In the embodiment described above, the valve lips 3 are biased towards each other to contact each other and completely or almost completely block fluid back flow when the valve is closed.

When closed, the valve can block odour (i.e., as a non-return valve) from passing through from a reverse fluid flow direction, which may be useful when the valve is fitted, for example, in-line with an outlet from a sink or similar. The valve will block odour from within a drainage system, passing back up past the valve to the sink (and room or space in which the sink is situated).

In another embodiment, the valve lips 3 may not contact each other when the valve is closed. The valve may be designed to allow some forward fluid flow, for example, under no or relatively lower forward fluid pressure. In this condition (herein also “closed”) the valve may inhibit but does not stop fluid flow. Under higher forward fluid flow pressure, the flexible valve lips are forced apart to further open the valve and allow higher forward flow of fluid.

The valve lips 3 may be longer than they are wide. In other embodiments, for controlling flow from an oval or rectangular outlet or aperture which is wider than it is high, the valve lips may be wider than they are long. In such an embodiment, the entry end of the valve may also be wider than it is high, and when relaxed may define different first shapes, such as oval or rectangular or even circular entry aperture shapes.

The entry end of the valve, when relaxed, may define different first shapes, such as oval or rectangular or even circular entry aperture and can be deformed to a second shape or subsequent shape when the valve is fitted to the particular shape of the fluid outlet or aperture, can be deformed into an oval or rectangular shape of the fluid outlet or aperture. In such an embodiment the fluid entry end is still resiliently deformed from a first shape to a second shape.

The deformation of the fluid entry end increases bias of the flexible valve lips towards one another in the closed condition of the valve. Also, deformation of the entry end of the valve from the first shape to the second shape may increase bias of both of the flexible valve lips towards one another in the closed condition of the valve, or alternatively may have the effect of increasing bias of only one of the flexible valve lips, towards the other flexible valve lip. As noted previously in relation to the first shape and the subsequent second shape, each of these shapes may be of any shape.

The valve 1 may comprises of a plurality of lips 3 and does not need to be constrained to a pair of substantially opposing lips. Further description of such configurations is described elsewhere herein.

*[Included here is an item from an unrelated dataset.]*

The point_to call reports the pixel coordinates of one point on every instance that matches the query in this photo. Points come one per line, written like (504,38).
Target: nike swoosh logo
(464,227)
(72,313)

Advantageously, the lips 3 may be induced to be biased together with sufficient force that the valve can operate independently of being placed in a gravitationally fluid flow correct orientation—that is, the valve of the invention described herein could be used upside down and the valve lips would still move to their ‘closed’ position due to the sufficient inducement of force for closure of the lips, irrespective of the influence of gravity. In this manner, the valve can operate as a back-flow device.

In the embodiment described above, the entry end 2 of the valve comprises an integral flange 4, being of a first shape, such as an oval, or non-circular ring around the fluid entry aperture 2a to fit over a second shape conduit, such as a circular conduit.

Alternatively, the integral ring flange 4 of a first shape, may be a non-circular ring flange 4 and may be intended to fit into a second shaped conduit end, such as a circular conduit end. In another embodiment, the integral ring flange 4 (of a first shape, which may be non-circular) may be fitted and bonded in position into a second shaped conduit end, such as a circular shaped conduit end. In either case, the valve may be intended to be used with a clamp around the pipe end, which is tightened to hold the valve in position. In other embodiments, the valve may comprise a flange which enables the valve to be clamped in-line between two connected parts of a conduit.

In another embodiment, the valve may be an integrally manufactured part of a greater product such as a replacement heart valve insert product.

In other embodiments, the valve may be integrated into other products, whether medical devices or other devices which require a valve comprising of a one-way valve capability or a back-flow prevention capability, which provides for a self-closing valve configuration.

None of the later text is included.